Пеппино сделал вид, что не слышит; и, не повернув даже головы, продолжал есть с той же невозмутимой медлительностью.
Данглару казалось, что его желудок бездонен, как бочка Данаид; не верилось, что он когда-нибудь может наполниться.
Однако он терпел еще полчаса; но надо признать, что эти полчаса показались ему вечностью.
Наконец он встал и снова подошел к двери.
– Послушайте, сударь, – сказал он, – не томите меня дольше и скажите мне сразу, чего от меня хотят.
– Помилуйте, ваше сиятельство, это вы скажите, что вам от нас угодно? Прикажите, и мы исполним.
– В таком случае прежде откройте мне дверь.
Пеппино открыл дверь.
– Я хочу есть, черт возьми! – сказал Данглар.
– Вы голодны?
– Вы это и так знаете.
– Что угодно скушать вашему сиятельству?
– Кусок черствого хлеба, раз цыплята так непомерно дороги в этом проклятом погребе.
– Хлеба?

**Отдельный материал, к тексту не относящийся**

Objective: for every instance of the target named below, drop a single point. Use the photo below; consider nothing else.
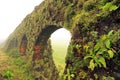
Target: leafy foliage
(97, 54)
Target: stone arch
(42, 40)
(43, 52)
(23, 44)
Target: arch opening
(23, 45)
(43, 53)
(60, 40)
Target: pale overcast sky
(12, 12)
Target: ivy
(97, 54)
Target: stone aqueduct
(31, 37)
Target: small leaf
(92, 65)
(111, 54)
(101, 51)
(86, 57)
(102, 61)
(110, 33)
(107, 43)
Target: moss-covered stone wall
(88, 21)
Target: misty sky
(12, 12)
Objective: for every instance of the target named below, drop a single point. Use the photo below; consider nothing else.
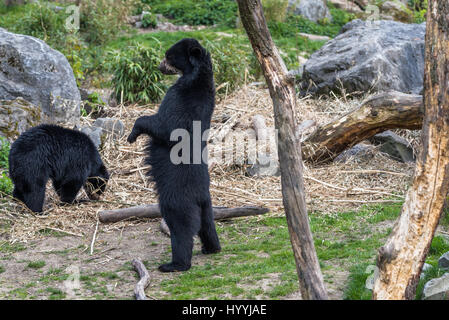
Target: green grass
(55, 293)
(359, 273)
(257, 261)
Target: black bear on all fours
(183, 188)
(67, 157)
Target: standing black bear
(183, 188)
(67, 157)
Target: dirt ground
(107, 273)
(62, 238)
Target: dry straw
(330, 188)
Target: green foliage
(419, 8)
(6, 185)
(41, 21)
(136, 75)
(4, 152)
(196, 12)
(149, 21)
(232, 64)
(95, 98)
(275, 10)
(101, 20)
(295, 24)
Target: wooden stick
(93, 239)
(386, 110)
(139, 290)
(283, 94)
(164, 228)
(153, 211)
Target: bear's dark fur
(183, 188)
(67, 157)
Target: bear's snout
(167, 68)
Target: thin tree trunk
(401, 259)
(283, 94)
(389, 110)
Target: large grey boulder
(443, 262)
(17, 116)
(368, 56)
(314, 10)
(437, 289)
(29, 68)
(394, 145)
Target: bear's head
(184, 56)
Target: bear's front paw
(210, 250)
(173, 267)
(132, 137)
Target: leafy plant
(41, 21)
(232, 63)
(194, 12)
(275, 10)
(4, 152)
(136, 76)
(149, 21)
(101, 20)
(6, 184)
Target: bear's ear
(195, 54)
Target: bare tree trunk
(390, 110)
(401, 259)
(283, 94)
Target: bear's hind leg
(184, 224)
(208, 233)
(67, 191)
(34, 199)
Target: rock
(426, 267)
(437, 289)
(29, 68)
(368, 56)
(111, 126)
(359, 152)
(398, 10)
(266, 166)
(314, 10)
(95, 134)
(314, 37)
(17, 116)
(395, 146)
(443, 262)
(346, 5)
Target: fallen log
(153, 211)
(139, 289)
(388, 110)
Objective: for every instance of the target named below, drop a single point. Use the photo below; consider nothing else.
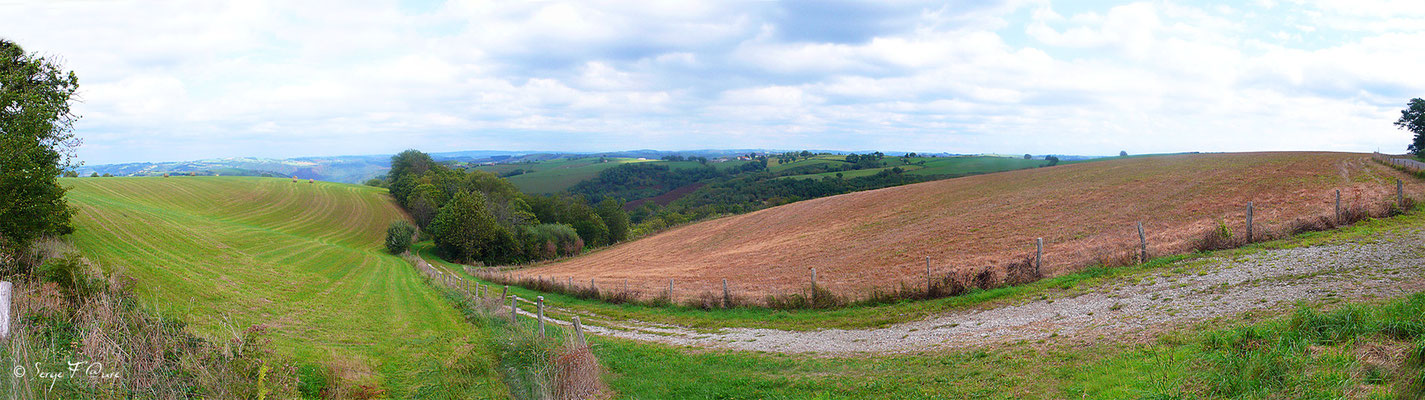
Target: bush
(398, 237)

Извольте! – сказал Пеппино. – Эй, хлеба! – крикнул он.
Юноша принес маленький хлебец.
– Пожалуйста! – сказал Пеппино.
– Сколько? – спросил Данглар.
– Четыре тысячи девятьсот девяносто восемь луидоров. Вы уже заплатили вперед два луидора.
– Как! За один хлебец сто тысяч франков?
– Сто тысяч франков, – ответил Пеппино.
– Но ведь сто тысяч франков стоит цыпленок!

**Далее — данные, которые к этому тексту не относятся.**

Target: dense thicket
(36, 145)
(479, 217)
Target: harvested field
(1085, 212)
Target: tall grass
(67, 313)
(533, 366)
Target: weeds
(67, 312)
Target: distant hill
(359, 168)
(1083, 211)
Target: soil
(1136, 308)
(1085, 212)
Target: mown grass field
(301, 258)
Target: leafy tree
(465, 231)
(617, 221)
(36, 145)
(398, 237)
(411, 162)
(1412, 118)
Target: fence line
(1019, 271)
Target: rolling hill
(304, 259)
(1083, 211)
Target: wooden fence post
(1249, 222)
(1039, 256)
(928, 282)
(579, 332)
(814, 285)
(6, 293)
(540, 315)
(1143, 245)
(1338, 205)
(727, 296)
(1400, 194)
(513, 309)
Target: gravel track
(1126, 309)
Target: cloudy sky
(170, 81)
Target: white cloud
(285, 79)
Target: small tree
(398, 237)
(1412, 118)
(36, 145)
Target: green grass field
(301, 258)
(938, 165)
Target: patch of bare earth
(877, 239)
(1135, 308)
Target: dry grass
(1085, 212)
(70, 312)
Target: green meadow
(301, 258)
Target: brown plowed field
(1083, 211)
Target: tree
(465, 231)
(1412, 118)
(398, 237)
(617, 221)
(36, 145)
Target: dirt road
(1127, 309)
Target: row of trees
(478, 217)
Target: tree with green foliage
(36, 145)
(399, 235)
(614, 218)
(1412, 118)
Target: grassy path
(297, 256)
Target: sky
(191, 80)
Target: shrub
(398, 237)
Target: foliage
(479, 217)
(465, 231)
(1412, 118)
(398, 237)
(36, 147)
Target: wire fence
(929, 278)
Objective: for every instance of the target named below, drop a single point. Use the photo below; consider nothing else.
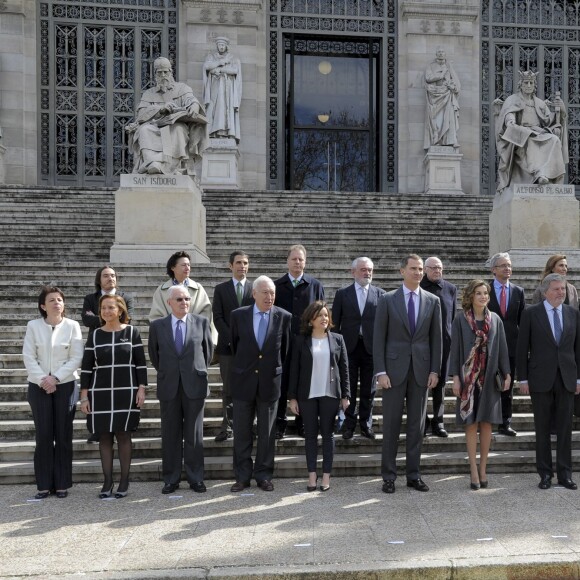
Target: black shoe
(418, 484)
(567, 483)
(93, 438)
(507, 430)
(367, 432)
(389, 486)
(439, 431)
(169, 488)
(198, 487)
(348, 434)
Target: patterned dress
(113, 367)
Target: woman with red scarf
(478, 351)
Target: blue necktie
(557, 326)
(179, 337)
(262, 328)
(411, 313)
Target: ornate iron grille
(375, 19)
(96, 58)
(537, 35)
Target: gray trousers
(393, 399)
(182, 437)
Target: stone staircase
(62, 235)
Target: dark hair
(46, 290)
(172, 262)
(406, 259)
(237, 253)
(99, 274)
(124, 318)
(312, 311)
(469, 293)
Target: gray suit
(407, 360)
(182, 386)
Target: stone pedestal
(219, 168)
(532, 222)
(155, 216)
(442, 170)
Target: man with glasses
(180, 349)
(508, 301)
(434, 283)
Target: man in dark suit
(180, 349)
(407, 360)
(548, 364)
(508, 301)
(227, 296)
(353, 314)
(260, 340)
(105, 283)
(447, 293)
(294, 292)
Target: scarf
(474, 367)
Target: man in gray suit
(407, 360)
(180, 349)
(548, 365)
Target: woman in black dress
(113, 380)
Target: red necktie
(502, 301)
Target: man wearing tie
(407, 361)
(260, 340)
(353, 314)
(508, 301)
(548, 364)
(294, 292)
(228, 296)
(180, 349)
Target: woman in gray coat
(478, 350)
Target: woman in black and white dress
(318, 384)
(113, 380)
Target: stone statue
(222, 91)
(442, 88)
(532, 141)
(170, 130)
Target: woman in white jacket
(52, 351)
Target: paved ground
(511, 530)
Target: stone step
(21, 472)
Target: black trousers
(53, 420)
(318, 414)
(244, 413)
(560, 401)
(360, 364)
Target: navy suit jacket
(257, 373)
(296, 299)
(225, 301)
(511, 321)
(347, 318)
(539, 356)
(300, 373)
(190, 366)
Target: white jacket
(57, 352)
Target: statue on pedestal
(442, 89)
(222, 91)
(532, 140)
(170, 129)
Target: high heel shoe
(106, 492)
(122, 490)
(312, 487)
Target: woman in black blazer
(318, 383)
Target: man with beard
(170, 126)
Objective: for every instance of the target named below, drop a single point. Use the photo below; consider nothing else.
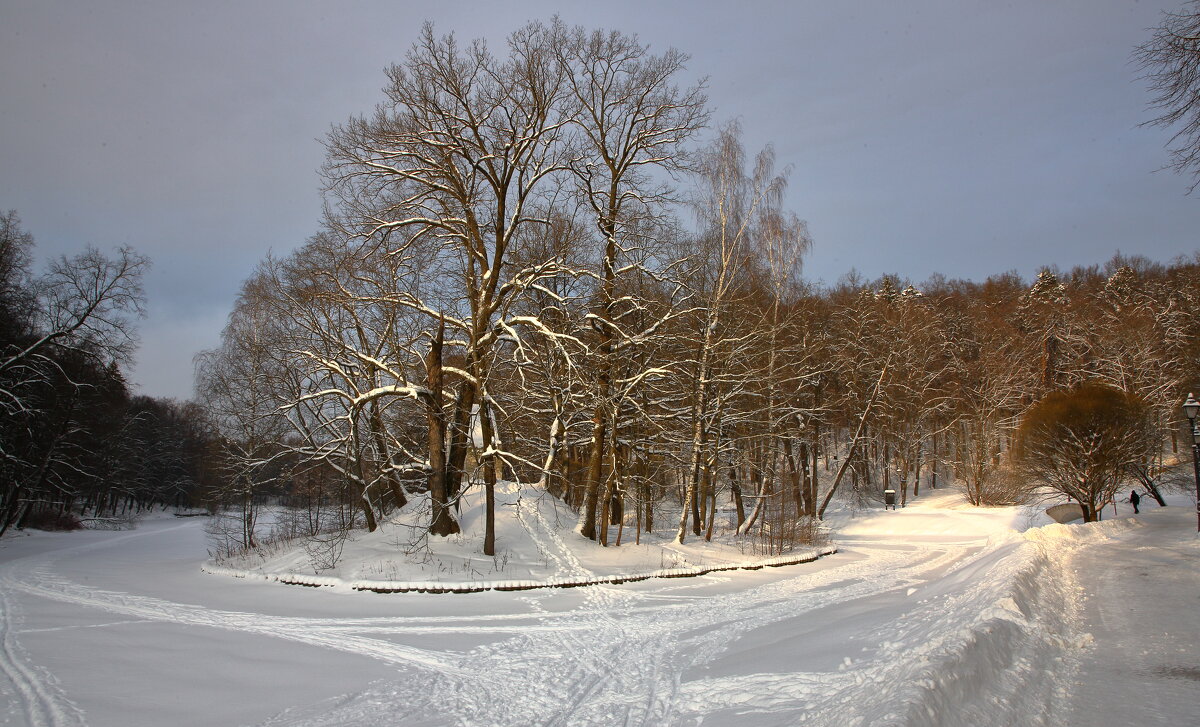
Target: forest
(551, 265)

– У нас нет прейскуранта, у нас на все одна цена. Мало вы съедите или много, закажете десять блюд или одно – цена не меняется.

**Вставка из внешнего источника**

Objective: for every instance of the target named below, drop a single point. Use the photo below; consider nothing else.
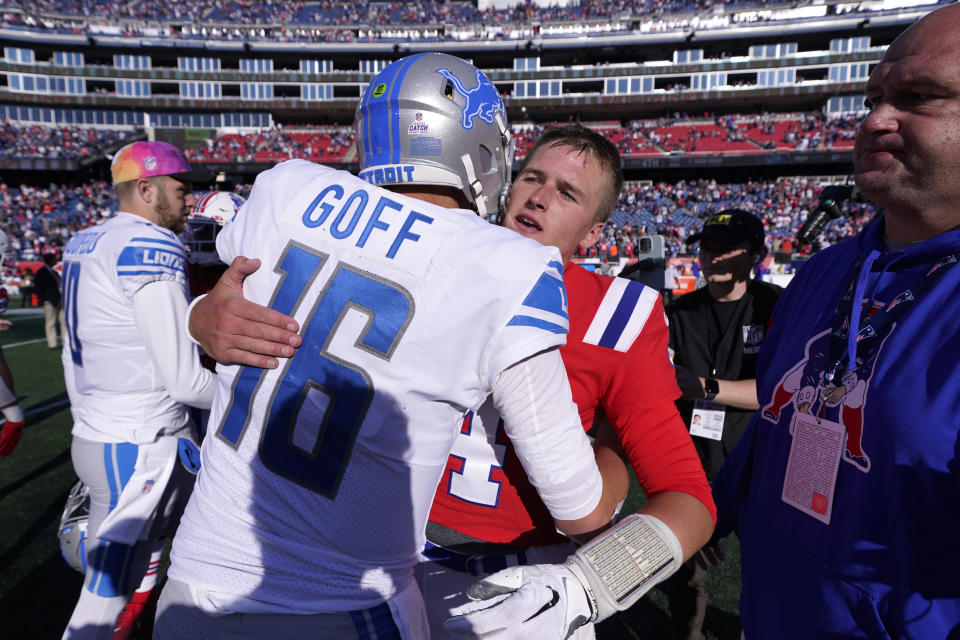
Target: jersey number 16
(319, 461)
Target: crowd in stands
(678, 134)
(319, 144)
(40, 220)
(726, 134)
(322, 20)
(677, 210)
(62, 141)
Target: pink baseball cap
(148, 159)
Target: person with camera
(715, 335)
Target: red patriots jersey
(616, 359)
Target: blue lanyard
(847, 325)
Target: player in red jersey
(616, 359)
(617, 362)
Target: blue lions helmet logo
(482, 101)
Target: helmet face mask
(212, 211)
(73, 527)
(434, 119)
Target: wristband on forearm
(619, 566)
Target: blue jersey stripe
(112, 575)
(146, 256)
(112, 483)
(150, 273)
(175, 245)
(620, 317)
(548, 295)
(528, 321)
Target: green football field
(38, 589)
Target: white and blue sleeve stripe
(621, 316)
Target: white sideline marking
(59, 404)
(20, 344)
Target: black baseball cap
(730, 227)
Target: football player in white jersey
(13, 419)
(129, 373)
(567, 187)
(317, 477)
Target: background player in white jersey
(213, 211)
(13, 418)
(129, 371)
(310, 506)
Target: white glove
(536, 602)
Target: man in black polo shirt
(715, 334)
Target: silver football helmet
(73, 527)
(434, 119)
(212, 211)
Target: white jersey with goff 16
(361, 420)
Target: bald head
(907, 154)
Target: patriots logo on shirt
(942, 263)
(906, 296)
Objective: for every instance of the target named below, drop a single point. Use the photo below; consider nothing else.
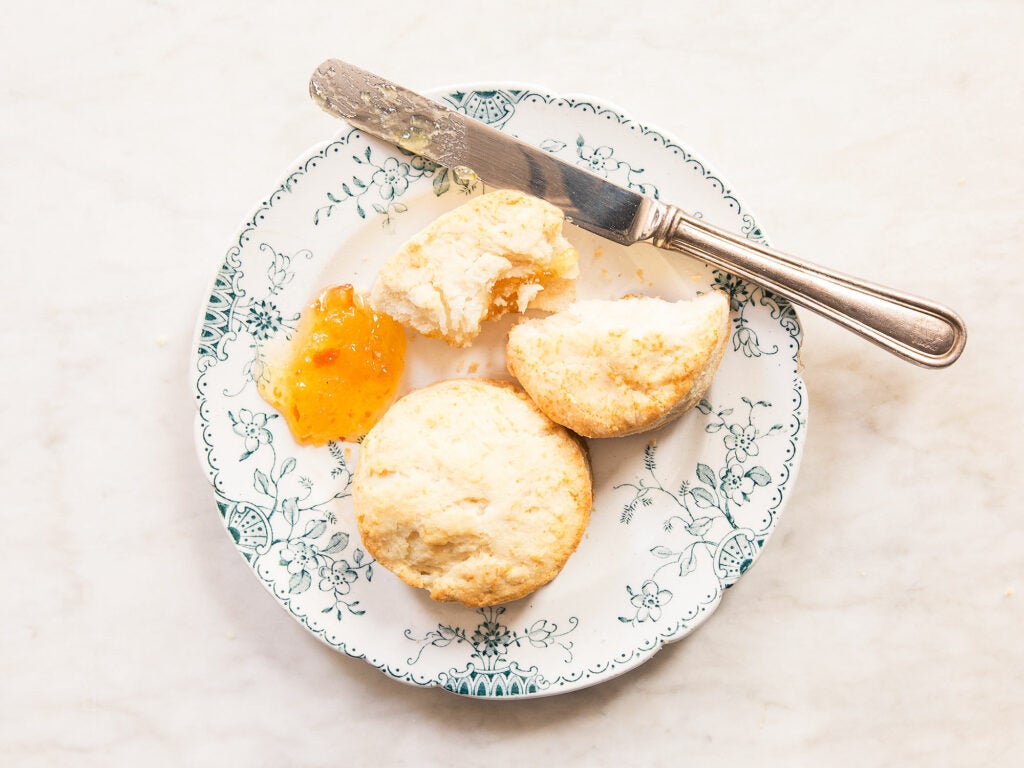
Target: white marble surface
(882, 627)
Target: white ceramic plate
(679, 514)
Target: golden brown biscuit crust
(467, 489)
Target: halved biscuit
(501, 252)
(605, 369)
(466, 489)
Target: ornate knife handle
(914, 329)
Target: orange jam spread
(340, 372)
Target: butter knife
(915, 329)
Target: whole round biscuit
(467, 489)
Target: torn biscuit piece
(501, 252)
(611, 368)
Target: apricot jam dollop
(340, 371)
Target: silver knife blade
(425, 127)
(915, 329)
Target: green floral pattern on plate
(680, 514)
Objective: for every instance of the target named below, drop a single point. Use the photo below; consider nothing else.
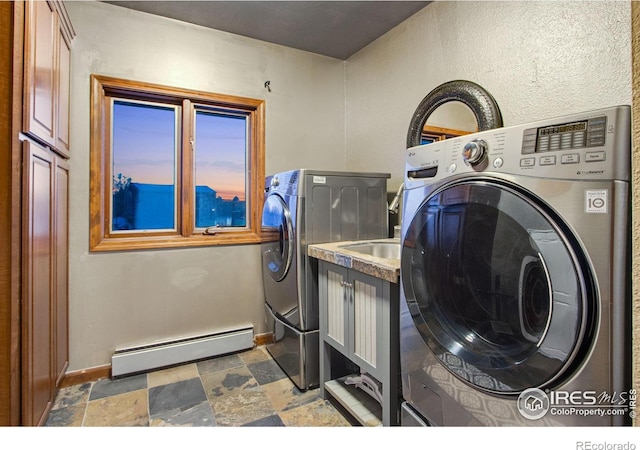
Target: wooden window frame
(100, 237)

– Вы опять шутите! Это нелепо, это просто глупо! Лучше скажите сразу, что вы хотите уморить меня голодом, и дело с концом.
– Да нет же, ваше сиятельство, это вы хотите уморить себя голодом. Заплатите и кушайте.
– Чем я заплачу, скотина? – воскликнул вне себя Данглар. – Ты, кажется, воображаешь, что я таскаю сто тысяч франков с собой в кармане?
– У вас в кармане пять миллионов пятьдесят тысяч франков, ваше сиятельство, – сказал Пеппино, – это составит пятьдесят цыплят по сто тысяч франков штука и полцыпленка за пятьдесят тысяч франков.
Данглар задрожал, повязка упала с его глаз; это, конечно, была шутка, но теперь он ее понял.
Надо, впрочем, сказать, что теперь он не находил ее такой уж плоской, как раньше.
– Послушайте, – сказал он, – если я вам дам эти сто тысяч франков, будем ли мы с вами в расчете? Смогу я спокойно поесть?
– Разумеется, – заявил Пеппино.
– Но как я вам их дам? – спросил Данглар, облегченно вздыхая.
– Ничего нет проще; у вас текущий счет в банкирском доме Томсон и Френч, на Банковской улице в Риме; дайте мне чек на их банк на четыре тысячи девятьсот девяносто восемь луидоров; ваш банкир его примет.
Данглар хотел по крайней мере сохранить видимость доброй воли; он взял перо и бумагу, которые ему подал Пеппино, написал записку и подписался.
– Вот вам чек на предъявителя, – сказал он.
– А вот вам цыпленок.
Данглар со вздохом разрезал птицу; она казалась ему очень постной по сравнению с такой жирной суммой.
Что касается Пеппино, то он внимательно прочитал бумажку, опустил ее в карман и снова принялся за турецкий горох.
На следующий день Данглар снова почувствовал голод; воздух в этой пещере как нельзя более возбуждал аппетит; пленник думал, что в этот день ему не придется тратиться: как человек бережливый, он припрятал половину цыпленка и кусок хлеба в углу своей кельи.
Но не успел он поесть, как ему захотелось пить; он совершенно не принял этого в расчет.
Он боролся с жаждой до тех пор, пока не почувствовал, как его иссохший язык прилипает к нёбу.
Тогда, не в силах больше противиться сжигавшему его огню, он позвал.
Часовой отпер дверь; лицо его было незнакомо узнику.
Данглар решил, что лучше иметь дело со старым знакомым. Он стал звать Пеппино.
– Я здесь, ваше сиятельство, – сказал разбойник, явившись с такой поспешностью, что Данглару это показалось хорошим предзнаменованием, – что вам угодно?